Awesome
TransRAC: Encoding Multi-scale Temporal Correlation with Transformers for Repetitive Action Counting(CVPR 2022 Oral)
Here is the official implementation for CVPR 2022 paper "TransRAC: Encoding Multi-scale Temporal Correlation with Transformers for Repetitive Action Counting"
🌱News
- 2024-11-14: We noticed the authors of RepNet posted a note titled "A Short Note on Evaluating RepNet for Temporal Repetition Counting in Videos." We are writing a short paper with a detailed explanation of our experimental setting. In a word, we evaluate different frameworks by retraining them on RepCount-A.
- 2023-07-13: We are planning to release the RepCount-B dataset within a week.
- 2023-04-10: We have updated the Chinese introduction of the paper. [Zhihu]
- 2022-07-18: The model ckpt has been available.[OneDrive(extraction code: transrac)][BaiduDisk(extraction code: 2022)]
- 2022-06-24: We are invited to oral presentation with virtual attendance.
- 2022-06-01: The oral presentation of our work is available. [Youtube] [Bilibili]
- 2022-04-05: The preprint of the paper is available. [Paper]
- 2022-03-22: The Repetition Action Counting Dataset Homepage is open for the community. [Homepage]

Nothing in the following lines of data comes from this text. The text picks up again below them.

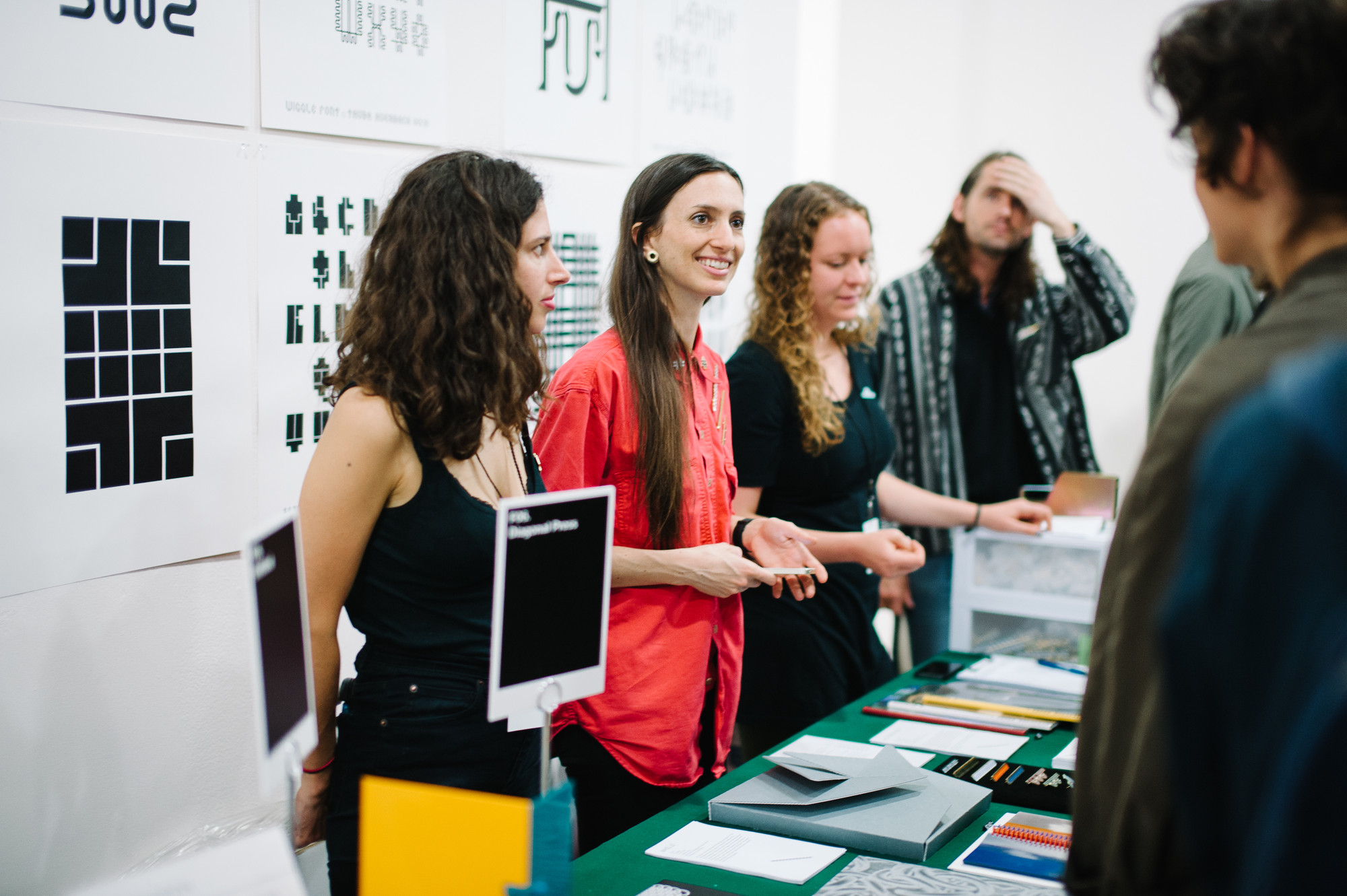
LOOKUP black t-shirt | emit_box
[954,294,1043,504]
[726,342,896,728]
[346,432,547,659]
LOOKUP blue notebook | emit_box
[963,813,1071,880]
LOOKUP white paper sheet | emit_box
[645,822,846,884]
[260,0,462,145]
[1052,737,1079,771]
[0,118,255,598]
[74,827,306,896]
[504,0,638,164]
[768,734,935,768]
[0,0,249,124]
[257,138,430,516]
[958,655,1090,697]
[870,718,1029,760]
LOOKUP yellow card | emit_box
[360,775,533,896]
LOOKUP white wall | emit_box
[830,0,1206,481]
[0,0,799,896]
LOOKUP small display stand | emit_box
[950,518,1113,663]
[242,514,318,821]
[486,485,617,795]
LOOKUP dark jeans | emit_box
[552,725,715,856]
[327,648,540,896]
[552,667,717,856]
[907,554,954,666]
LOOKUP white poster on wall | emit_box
[0,0,252,125]
[521,159,630,372]
[641,0,748,164]
[257,139,430,518]
[502,0,638,164]
[0,123,253,594]
[261,0,449,144]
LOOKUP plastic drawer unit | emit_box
[950,522,1113,663]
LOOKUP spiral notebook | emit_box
[950,813,1071,883]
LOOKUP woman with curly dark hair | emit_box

- 2022-03-02: This paper has been accepted by
CVPR 2022
asOral presentation
Introduction
Counting repetitive actions are widely seen in human activities such as physical exercise. Existing methods focus on performing repetitive action counting in short videos, which is tough for dealing with longer videos in more realistic scenarios. In the data-driven era, the degradation of such generalization capability is mainly attributed to the lack of long video datasets. To complement this margin, we introduce a new large-scale repetitive action counting dataset covering a wide variety of video lengths, along with more realistic situations where action interruption or action inconsistencies occur in the video. Besides, we also provide a fine-grained annotation of the action cycles instead of just counting annotation along with a numerical value. Such a dataset contains 1451 videos with about 20000 annotations, which is more challenging. For repetitive action counting towards more realistic scenarios, we further propose encoding multi-scale temporal correlation with transformers that can take into account both performance and efficiency. Furthermore, with the help of fine-grained annotation of action cycles, we propose a density map regression-based method to predict the action period, which yields better performance with sufficient interpretability. Our proposed method outperforms state-of-the-art methods on all datasets and also achieves better performance on the un-seen dataset without fine-tuning.
RepCount Dataset
The Homepage of RepCount Dataset is available now.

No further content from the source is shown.